The bondsan nodded and looked down at his feet. When he looked up again, he said, “You’re wrong. There is an easy road. Well, easier, if not exactly easy. The person who wants you hasn’t told Lord Mikkel why they want you. They gave a reason, but Lord Mikkel doesn’t believe them. He thinks you’re important, and if that’s true, he’d like to make you his guest instead of handing you over.”
“That’s the easy way, become the guest of a god’s chosen?” Avril asked, but he thought, He wants me to tell him where the others are. Zin and Laurill. Maxian and the rest.
“No. Tell me why you’re so important, and I won’t torture it out of you. That’s the easy road.”
“It’s like you said, they want me because I know everything,” Avril shot back.
A smile twitched the corner of Thorn’s mouth, and he said, “I wish I were your age again, I miss that naïve confidence and grit.”
Avril hoped Zin and Laurill were running as fast as they could to get away from these people. If the bondsan planned to torture him to find out where the others were, they’d do it regardless of anything Avril said. He leaned to the right to see if he could catch sight of a scar behind Thorn’s left ear.

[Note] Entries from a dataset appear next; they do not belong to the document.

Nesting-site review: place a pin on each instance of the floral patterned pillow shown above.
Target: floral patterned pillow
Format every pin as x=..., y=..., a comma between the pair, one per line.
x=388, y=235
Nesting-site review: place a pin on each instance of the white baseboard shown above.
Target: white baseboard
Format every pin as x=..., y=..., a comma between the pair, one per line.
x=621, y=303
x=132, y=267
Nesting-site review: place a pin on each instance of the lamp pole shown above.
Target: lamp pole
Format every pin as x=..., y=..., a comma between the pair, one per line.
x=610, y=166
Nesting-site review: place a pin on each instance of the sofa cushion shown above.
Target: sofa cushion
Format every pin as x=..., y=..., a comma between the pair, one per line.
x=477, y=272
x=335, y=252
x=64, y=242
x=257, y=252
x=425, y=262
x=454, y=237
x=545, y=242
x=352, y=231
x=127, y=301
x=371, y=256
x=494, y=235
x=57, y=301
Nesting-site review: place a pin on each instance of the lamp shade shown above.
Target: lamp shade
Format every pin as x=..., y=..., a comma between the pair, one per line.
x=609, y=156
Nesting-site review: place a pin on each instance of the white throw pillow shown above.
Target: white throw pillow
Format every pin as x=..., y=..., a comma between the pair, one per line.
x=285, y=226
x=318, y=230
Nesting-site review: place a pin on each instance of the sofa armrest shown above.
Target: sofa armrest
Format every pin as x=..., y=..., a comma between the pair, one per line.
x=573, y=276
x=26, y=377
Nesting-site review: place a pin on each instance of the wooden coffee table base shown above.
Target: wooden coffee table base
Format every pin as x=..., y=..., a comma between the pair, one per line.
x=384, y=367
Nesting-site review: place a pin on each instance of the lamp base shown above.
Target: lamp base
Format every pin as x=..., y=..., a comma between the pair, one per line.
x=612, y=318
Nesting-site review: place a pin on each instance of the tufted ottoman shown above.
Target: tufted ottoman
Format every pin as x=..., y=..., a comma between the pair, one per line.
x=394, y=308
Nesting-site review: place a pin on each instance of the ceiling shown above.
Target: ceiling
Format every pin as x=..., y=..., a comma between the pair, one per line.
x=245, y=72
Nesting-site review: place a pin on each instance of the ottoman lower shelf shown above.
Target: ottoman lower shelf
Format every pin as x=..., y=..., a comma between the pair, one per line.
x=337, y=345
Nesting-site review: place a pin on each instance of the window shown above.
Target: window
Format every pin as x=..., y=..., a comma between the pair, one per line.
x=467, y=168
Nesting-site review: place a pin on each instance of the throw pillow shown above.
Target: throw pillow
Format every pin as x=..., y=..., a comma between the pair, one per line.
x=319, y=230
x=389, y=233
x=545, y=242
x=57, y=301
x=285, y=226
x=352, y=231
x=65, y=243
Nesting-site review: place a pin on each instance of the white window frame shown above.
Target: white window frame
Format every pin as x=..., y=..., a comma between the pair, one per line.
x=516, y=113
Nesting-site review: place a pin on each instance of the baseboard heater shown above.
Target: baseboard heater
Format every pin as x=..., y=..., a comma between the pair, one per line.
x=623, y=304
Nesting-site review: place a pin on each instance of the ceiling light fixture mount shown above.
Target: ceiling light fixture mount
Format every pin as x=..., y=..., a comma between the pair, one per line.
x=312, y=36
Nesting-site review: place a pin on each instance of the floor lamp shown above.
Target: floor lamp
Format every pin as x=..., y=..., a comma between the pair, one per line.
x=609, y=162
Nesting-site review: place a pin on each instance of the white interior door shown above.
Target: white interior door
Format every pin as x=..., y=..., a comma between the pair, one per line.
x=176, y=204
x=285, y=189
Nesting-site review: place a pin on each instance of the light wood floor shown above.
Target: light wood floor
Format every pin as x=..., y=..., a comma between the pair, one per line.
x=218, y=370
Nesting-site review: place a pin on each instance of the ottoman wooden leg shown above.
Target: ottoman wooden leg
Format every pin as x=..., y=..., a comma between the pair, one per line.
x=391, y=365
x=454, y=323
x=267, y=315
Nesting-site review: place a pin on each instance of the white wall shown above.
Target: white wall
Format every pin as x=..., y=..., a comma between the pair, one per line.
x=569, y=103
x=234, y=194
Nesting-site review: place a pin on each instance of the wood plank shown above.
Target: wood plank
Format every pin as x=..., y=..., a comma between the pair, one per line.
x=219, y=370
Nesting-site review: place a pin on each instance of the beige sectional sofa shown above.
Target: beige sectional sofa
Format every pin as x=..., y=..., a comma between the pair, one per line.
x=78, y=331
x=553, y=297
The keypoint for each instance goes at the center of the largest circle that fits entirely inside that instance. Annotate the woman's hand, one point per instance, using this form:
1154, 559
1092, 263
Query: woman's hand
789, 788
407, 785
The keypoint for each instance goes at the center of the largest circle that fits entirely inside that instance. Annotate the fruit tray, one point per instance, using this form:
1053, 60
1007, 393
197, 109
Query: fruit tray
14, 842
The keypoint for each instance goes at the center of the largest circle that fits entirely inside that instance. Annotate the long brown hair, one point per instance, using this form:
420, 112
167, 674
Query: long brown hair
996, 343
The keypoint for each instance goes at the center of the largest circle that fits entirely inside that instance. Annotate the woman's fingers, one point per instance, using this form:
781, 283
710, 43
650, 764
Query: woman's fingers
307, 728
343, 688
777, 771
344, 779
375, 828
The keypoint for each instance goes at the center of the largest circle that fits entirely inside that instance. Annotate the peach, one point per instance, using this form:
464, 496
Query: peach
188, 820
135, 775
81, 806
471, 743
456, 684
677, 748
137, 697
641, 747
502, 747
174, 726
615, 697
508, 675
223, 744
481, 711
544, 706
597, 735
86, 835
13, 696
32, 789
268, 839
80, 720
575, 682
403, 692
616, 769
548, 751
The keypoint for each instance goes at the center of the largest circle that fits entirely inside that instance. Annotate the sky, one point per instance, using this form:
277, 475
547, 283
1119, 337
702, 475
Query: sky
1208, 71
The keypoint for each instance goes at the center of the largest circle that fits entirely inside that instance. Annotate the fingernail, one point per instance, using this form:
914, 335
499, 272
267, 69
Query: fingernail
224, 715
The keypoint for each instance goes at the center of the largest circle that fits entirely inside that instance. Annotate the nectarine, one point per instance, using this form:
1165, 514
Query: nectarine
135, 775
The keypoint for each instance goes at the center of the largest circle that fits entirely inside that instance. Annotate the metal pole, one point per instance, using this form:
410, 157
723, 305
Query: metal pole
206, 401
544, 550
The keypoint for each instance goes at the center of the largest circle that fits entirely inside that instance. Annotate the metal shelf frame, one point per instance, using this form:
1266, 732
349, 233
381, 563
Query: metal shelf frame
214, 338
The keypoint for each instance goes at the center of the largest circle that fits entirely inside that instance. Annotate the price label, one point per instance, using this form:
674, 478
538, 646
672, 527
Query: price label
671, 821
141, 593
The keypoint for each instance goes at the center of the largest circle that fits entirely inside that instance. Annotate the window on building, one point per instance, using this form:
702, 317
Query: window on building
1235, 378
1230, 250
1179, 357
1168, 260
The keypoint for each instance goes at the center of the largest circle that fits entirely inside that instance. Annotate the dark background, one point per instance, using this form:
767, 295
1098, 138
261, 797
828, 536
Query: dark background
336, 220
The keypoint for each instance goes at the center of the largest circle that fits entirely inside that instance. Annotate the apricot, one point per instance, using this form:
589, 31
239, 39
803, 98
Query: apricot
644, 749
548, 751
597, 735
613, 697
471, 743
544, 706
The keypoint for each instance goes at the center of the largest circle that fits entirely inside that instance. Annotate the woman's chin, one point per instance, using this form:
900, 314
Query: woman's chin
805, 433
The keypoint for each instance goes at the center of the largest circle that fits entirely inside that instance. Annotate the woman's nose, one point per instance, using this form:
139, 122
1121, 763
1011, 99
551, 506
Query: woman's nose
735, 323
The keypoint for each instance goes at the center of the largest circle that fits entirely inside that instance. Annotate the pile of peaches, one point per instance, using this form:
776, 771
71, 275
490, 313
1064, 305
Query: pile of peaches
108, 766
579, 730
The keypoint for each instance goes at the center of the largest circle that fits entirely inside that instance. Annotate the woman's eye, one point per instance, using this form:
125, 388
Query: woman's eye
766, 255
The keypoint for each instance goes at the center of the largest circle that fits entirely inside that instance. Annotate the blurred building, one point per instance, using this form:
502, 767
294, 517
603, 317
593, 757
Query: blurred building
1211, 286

The angle wasn’t right, but he asked, “What did they put inside your head?”
Thorn reached automatically toward his left ear, and Avril took that as confirmation there was a scar there. Thorn caught the action and forced his hand to his side.
“Was it just you and her or the whole cadre?” Avril asked.
Thorn ignored the question.
Avril said, “I’ve already said too much for this to make a difference, but I didn’t know it was in there. I was trying to jam comms gear in the helmets so they’d run back to the rest of the cadre, I didn’t kill your people in Taral, and I don’t know why people are looking for me.”
“If you had known there was equipment inside our heads, would that have stopped you?” Thorn asked.
“No, but I didn’t. I also don’t know why you’re chasing me, where you’re taking me, or who’s looking for me. What was I supposed to do?”
Thorn grimaced. “I’ll be back soon. Be ready to talk.”
“When it’s time, do it yourself, don’t send one of your slaves back in here, you fucking coward.” Avril spat the words with forced defiance.
Thorn walked to the back of the vehicle, but his back tensed at the word slaves. He said, “You will tell me why people are looking for you, and where your friends are. Got it?”
Still wanting to hurt Thorn and provoke him into ending it, Avril demanded, “How could you let them cut your cadre open and put whatever that is inside their heads?”
Thorn stopped and turned a horrified look on Avril.
It was only after he’d gone that Avril realized the full extent of his final question to Thorn. If he was to believe what Thorn had said about the cadre, then every member of the cadre had also heard the question.